Adding new models is simple with DynaDojo. The developer simply needs to implement two abstract methods fit and predict. A model can also optionally use control with the act method.

import numpy as np

from dynadojo.abstractions import AbstractAlgorithm


class MyModel(AbstractAlgorithm):
    def __init__(self, embed_dim: int, timesteps: int, max_control_cost: float, **kwargs):
        super().__init__(embed_dim, timesteps, max_control_cost, **kwargs)
        
    def fit(self, x: np.ndarray, **kwargs) -> None:
        pass

    def predict(self, x0: np.ndarray, timesteps: int, **kwargs) -> np.ndarray:
        pass

    #optional, used when control desired
    def act(self, x: np.ndarray, **kwargs) -> np.ndarray:
        pass

Examples

Example 1: Comparing DNN activations on LDS

Nonlinearity is a hallmark of modern deep learning; however, there are some exceptional tasks where linear models actually outperform nonlinear neural networks.
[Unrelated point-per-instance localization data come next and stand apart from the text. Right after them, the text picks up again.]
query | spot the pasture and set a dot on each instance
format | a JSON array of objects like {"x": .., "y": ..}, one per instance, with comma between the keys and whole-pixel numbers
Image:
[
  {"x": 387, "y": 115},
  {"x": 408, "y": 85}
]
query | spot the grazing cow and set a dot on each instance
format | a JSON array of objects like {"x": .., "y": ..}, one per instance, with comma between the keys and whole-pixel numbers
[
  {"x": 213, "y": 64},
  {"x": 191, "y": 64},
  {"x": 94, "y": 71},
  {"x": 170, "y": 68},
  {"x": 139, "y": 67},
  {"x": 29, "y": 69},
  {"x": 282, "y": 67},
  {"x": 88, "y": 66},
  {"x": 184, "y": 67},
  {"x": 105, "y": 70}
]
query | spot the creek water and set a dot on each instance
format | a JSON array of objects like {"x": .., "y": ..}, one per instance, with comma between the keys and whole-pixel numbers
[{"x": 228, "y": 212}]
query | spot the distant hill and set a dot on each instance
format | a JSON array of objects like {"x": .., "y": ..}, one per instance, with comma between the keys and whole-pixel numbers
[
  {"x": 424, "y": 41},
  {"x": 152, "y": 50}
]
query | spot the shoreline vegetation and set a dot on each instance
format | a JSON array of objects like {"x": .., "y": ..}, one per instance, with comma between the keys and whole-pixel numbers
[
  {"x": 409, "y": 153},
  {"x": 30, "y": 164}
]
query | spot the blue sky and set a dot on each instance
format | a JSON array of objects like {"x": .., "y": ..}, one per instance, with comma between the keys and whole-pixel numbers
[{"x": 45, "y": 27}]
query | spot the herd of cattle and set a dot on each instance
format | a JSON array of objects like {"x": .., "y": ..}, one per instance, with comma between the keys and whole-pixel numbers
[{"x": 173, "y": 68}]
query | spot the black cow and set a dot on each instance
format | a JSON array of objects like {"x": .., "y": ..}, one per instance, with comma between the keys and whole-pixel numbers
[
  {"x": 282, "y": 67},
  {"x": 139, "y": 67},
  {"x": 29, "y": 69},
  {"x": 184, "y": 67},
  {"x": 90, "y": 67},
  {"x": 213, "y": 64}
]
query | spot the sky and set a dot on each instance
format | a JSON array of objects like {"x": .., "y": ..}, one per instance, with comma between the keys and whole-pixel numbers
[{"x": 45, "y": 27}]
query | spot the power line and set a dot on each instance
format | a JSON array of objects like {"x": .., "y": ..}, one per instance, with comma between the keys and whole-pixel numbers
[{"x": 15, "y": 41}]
In this example, we explore this phenomena through linear dynamical systems (LDS) and deep neural networks (DNNs).

To start, let's create some LDS data using one of DynaDojo's off-the-shelf LDSSystem.

import dynadojo as dd
import numpy as np

latent_dim = 5
embed_dim = 10
n = 5000
timesteps = 50
system = dd.systems.LDSSystem(latent_dim, embed_dim)
x0 = system.make_init_conds(n)
y0 = system.make_init_conds(30, in_dist=False)
x = system.make_data(x0, control=np.zeros((n, timesteps, embed_dim)), timesteps=timesteps)
y = system.make_data(y0, control=np.zeros((n, timesteps, embed_dim)), timesteps=timesteps)
dd.utils.lds.plot([x, y], target_dim=min(latent_dim, 3), labels=["in", "out"], max_lines=15)

In the image below, observe how the in distribution trajectories (blue) have a different evolution than the out-of-distribution trajectories (orange). A robust model should be able to predict the orange trajectories even if it's only trained on the blue ones.
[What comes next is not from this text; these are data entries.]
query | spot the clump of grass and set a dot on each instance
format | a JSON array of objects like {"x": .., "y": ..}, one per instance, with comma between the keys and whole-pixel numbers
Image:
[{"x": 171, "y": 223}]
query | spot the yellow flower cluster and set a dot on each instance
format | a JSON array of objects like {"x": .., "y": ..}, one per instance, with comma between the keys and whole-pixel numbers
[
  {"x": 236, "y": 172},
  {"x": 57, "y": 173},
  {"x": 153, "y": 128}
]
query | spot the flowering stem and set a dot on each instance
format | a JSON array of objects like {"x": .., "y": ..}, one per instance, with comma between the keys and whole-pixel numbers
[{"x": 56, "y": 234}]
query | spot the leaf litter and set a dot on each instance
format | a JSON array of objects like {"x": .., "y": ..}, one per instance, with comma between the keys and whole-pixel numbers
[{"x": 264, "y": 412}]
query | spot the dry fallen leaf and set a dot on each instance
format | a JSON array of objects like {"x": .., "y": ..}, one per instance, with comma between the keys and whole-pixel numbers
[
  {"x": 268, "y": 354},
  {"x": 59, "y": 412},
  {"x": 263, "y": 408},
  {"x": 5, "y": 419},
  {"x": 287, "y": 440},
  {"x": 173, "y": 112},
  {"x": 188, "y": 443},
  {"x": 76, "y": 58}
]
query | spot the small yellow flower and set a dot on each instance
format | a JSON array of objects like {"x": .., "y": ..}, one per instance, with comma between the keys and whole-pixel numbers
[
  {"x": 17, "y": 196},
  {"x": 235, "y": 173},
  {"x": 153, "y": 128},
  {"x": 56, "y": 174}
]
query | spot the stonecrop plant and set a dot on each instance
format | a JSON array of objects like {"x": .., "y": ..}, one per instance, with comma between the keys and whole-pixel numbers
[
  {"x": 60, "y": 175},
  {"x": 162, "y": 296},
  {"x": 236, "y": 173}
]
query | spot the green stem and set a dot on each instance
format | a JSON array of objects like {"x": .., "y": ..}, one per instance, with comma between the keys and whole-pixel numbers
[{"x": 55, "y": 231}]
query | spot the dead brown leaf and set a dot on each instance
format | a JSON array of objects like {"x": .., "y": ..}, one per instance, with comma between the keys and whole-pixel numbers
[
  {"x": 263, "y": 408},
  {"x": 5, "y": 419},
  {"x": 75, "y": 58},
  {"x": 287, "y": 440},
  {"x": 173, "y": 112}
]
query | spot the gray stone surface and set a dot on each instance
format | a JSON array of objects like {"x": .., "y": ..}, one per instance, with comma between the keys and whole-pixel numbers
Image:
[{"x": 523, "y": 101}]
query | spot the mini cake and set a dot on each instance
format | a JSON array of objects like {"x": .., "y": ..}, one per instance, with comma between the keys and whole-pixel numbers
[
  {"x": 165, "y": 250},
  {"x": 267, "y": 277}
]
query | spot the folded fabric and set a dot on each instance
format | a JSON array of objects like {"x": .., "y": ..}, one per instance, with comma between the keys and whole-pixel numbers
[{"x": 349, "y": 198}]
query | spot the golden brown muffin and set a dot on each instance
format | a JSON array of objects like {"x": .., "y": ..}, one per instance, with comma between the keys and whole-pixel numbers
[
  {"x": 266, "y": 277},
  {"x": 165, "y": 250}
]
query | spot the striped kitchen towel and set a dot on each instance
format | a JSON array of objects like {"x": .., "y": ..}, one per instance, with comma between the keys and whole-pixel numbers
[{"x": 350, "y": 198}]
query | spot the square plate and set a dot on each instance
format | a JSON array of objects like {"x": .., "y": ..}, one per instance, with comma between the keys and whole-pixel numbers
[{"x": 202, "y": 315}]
Next, let's create our nonlinear model using DynaDojo's baseline DNN class.

nonlinear_model = dd.baselines.DNN(embed_dim, timesteps, activation="tanh", max_control_cost=0)
nonlinear_model.fit(x)
x_pred = nonlinear_model.predict(x[:, 0], 50)
y_pred = nonlinear_model.predict(y[:, 0], 50)
dd.utils.lds.plot([x_pred, y_pred], target_dim=min(3, latent_dim), labels=["in pred", "out pred"], max_lines=15)
x_err = system.calc_error(x, x_pred)
y_err = system.calc_error(y, y_pred)
print(f"{x_err=}")
print(f"{y_err=}")

Out:

x_err=203.1404201824185
y_err=346.67112531011145

As we can see, the model performs pretty badly. With 10 epochs of training, it struggles to predict both the in and out-of-distribution trajectories!

Next, let's try DNN with a linear activation.
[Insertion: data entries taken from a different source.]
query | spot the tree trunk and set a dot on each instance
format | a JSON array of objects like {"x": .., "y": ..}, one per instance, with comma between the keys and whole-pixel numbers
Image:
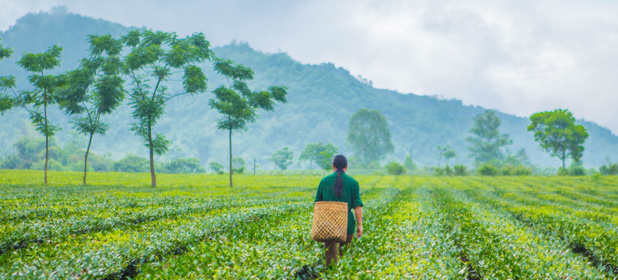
[
  {"x": 46, "y": 136},
  {"x": 231, "y": 170},
  {"x": 86, "y": 157},
  {"x": 563, "y": 158},
  {"x": 153, "y": 176}
]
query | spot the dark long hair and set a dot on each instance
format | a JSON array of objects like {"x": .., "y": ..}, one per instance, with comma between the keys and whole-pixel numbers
[{"x": 340, "y": 162}]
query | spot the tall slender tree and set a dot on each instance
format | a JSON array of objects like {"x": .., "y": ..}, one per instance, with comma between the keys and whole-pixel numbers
[
  {"x": 94, "y": 89},
  {"x": 369, "y": 135},
  {"x": 486, "y": 142},
  {"x": 7, "y": 84},
  {"x": 319, "y": 153},
  {"x": 558, "y": 134},
  {"x": 154, "y": 59},
  {"x": 237, "y": 103},
  {"x": 44, "y": 94}
]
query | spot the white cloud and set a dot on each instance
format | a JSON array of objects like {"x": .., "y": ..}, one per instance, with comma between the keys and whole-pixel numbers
[{"x": 516, "y": 56}]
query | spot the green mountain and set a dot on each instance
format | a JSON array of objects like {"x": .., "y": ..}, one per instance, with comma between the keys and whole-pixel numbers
[{"x": 321, "y": 100}]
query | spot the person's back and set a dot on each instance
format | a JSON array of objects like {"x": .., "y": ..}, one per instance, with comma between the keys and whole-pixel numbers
[{"x": 343, "y": 188}]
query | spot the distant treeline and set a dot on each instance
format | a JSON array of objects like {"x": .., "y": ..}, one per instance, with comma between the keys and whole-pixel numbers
[{"x": 31, "y": 155}]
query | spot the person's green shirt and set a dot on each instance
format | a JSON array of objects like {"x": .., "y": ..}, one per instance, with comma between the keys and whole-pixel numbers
[{"x": 350, "y": 194}]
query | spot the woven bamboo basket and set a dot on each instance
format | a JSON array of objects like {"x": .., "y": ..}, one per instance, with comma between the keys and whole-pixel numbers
[{"x": 330, "y": 221}]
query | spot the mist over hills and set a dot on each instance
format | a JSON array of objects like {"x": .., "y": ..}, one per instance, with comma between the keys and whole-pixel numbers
[{"x": 321, "y": 99}]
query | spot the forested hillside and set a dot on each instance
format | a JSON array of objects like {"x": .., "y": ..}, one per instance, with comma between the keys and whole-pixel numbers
[{"x": 321, "y": 99}]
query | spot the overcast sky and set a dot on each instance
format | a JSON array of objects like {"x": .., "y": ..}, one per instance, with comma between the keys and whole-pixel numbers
[{"x": 519, "y": 57}]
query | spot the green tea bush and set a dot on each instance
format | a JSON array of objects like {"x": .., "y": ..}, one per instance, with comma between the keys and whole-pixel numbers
[
  {"x": 487, "y": 170},
  {"x": 394, "y": 168}
]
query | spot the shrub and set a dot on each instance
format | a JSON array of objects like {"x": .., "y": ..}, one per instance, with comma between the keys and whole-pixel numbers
[
  {"x": 448, "y": 171},
  {"x": 487, "y": 170},
  {"x": 216, "y": 167},
  {"x": 460, "y": 169},
  {"x": 131, "y": 163},
  {"x": 518, "y": 170},
  {"x": 521, "y": 171},
  {"x": 183, "y": 166},
  {"x": 394, "y": 168},
  {"x": 609, "y": 169},
  {"x": 238, "y": 165}
]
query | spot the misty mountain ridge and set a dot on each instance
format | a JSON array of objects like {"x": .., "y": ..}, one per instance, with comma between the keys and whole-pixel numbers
[{"x": 321, "y": 99}]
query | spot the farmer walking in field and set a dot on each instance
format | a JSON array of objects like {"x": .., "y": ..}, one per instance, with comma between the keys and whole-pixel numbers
[{"x": 342, "y": 188}]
linear_model = dd.baselines.DNN(embed_dim, timesteps, activation=None, max_control_cost=0)
linear_model.fit(x)
x_pred = linear_model.predict(x[:, 0], 50)
y_pred = linear_model.predict(y[:, 0], 50)
dd.utils.lds.plot([x_pred, y_pred], target_dim=min(3, latent_dim), labels=["in pred", "out pred"], max_lines=15)
x_err = system.calc_error(x, x_pred)
y_err = system.calc_error(y, y_pred)
print(f"{x_err=}")
print(f"{y_err=}")

Out:

x_err=21.46598299085367
y_err=243.8198349312669

As we can see, the linear model does much better! This is because linear models learn linear dynamics faster.

Citing


License

This software is made available under the terms of the MIT license. See LICENSE for details.

The external dependencies used by this software are available under a variety of different licenses. Review these external licenses before using the software.